At Framework our support workers are providing people with the help they need to get back on their feet. Housing First Support Planner Will Montgomery shares in the ins and outs of providing this much needed support.

“Ending homelessness isn’t just about providing people with safe and suitable housing; it also requires intensive tenancy support over a sustained period, and this is where Framework’s Housing First team comes in.

Framework’s Housing First support planners work closely with entrenched rough sleepers, building personal relationships with their service users, acting as a constant source of available support and advice, and equipping them with the skills they need to maintain their own tenancies. Recently we interviewed Housing First support planner, Will Montgomery, to get an insight into his role.

Usually I have a caseload of 5-7 people, the number varies because people do come and go. Most of the people I work with are men over thirty, but I also work with women. In my experience, people become homeless for all sorts of different reasons. Usually it’s a combination of relationship breakdown, poor mental health, offending and drug and alcohol issues.

My service users have complex needs, which means multiple agencies being involved in supporting them, and we liaise with them all. I know it’s a cliché, but no two days are the same in my job, there is no typical day, it really just depends upon the clients’ needs and what’s happening in their lives, who needs what and when. My priorities are driven by their priorities and quite often events occur that will trigger my workload.

The phone might go or I can get a text message for whatever reason. It might be a doctor, the police, probation services, someone having a mental health episode, an accident or an urgent physical health issue, someone needs money, someone needs food, someone had a visit from the bailiffs, no electric, no gas. There are multiple reasons why I might be needed, urgently and at short notice.

It can be really stressful and challenging for people coming off the streets, trying to get everything sorted with all the bills, changing their address, getting everything transferred, the gas, electric, water; having their own bank account. Some of my service users will struggle spending, say 15 minutes on the phone. That’s where I might take the lead and take the pressure off them. It’s really important to be positive and to not be disappointed in people when they don’t move at the pace that you want them to move at. I think you can be disappointed for people, but not in them.

When you work with people in any walk of life, it can be complicated. The highs are great but the lows are really horrible. Building relationships can be hard work, it can give you great joy and great pain, and it varies because you don’t always feel great too. Sometimes things that might not be difficult one day, on a different day, when you’re having a hard time personally, it can be tough.

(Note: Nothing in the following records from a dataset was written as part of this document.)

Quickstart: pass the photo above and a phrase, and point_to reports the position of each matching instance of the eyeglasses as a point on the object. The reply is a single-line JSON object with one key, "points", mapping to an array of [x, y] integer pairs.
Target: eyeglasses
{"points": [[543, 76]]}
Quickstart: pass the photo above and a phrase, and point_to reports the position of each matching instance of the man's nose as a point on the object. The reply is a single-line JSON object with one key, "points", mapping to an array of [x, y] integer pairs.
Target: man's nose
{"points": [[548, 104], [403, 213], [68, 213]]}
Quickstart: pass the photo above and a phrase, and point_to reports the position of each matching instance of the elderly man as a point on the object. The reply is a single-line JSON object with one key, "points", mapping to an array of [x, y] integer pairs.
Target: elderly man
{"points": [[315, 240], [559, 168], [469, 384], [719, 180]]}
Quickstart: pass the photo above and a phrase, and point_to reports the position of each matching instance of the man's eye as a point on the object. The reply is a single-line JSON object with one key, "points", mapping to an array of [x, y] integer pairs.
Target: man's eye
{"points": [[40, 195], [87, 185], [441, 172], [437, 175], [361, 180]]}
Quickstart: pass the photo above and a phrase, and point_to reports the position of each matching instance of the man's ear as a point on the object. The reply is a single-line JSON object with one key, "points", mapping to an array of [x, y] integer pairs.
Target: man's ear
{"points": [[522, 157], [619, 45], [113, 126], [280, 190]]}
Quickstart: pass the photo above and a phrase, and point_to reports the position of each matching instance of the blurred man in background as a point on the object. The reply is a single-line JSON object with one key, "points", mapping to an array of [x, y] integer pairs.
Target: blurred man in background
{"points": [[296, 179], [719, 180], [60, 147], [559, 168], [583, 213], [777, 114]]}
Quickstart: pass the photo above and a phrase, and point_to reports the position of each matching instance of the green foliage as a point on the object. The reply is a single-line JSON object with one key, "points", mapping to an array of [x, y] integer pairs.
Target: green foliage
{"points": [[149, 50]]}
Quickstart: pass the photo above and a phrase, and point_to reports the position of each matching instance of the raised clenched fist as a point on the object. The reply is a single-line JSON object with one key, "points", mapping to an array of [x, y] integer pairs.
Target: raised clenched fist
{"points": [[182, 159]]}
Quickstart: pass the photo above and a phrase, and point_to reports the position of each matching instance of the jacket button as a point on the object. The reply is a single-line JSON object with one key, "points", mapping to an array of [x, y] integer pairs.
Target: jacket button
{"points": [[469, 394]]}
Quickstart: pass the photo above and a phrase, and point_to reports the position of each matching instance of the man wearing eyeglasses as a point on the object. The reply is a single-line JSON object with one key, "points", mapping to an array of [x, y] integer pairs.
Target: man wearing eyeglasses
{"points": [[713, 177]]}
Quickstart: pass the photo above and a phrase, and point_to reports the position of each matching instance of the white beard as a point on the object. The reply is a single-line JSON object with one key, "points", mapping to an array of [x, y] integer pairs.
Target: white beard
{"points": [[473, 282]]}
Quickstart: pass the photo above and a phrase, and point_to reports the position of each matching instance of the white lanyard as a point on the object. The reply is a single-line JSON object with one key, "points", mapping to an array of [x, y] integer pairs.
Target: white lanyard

Some of our service users are at risk of injury or death. We do see people that are really ill, and we see people die – that’s the reality. When someone doesn’t progress and they deteriorate and become really ill, that is really difficult. Going to visit someone when there is a possibility of finding them dead is very stressful.

We have a very good team and an excellent manager, which helps create a good working environment. When you make progress on things that affect the big picture, the longer term; something that improves somebody’s mental health, their physical health, their drug addiction – that’s really rewarding. It makes me feel I’m doing a worthwhile job.”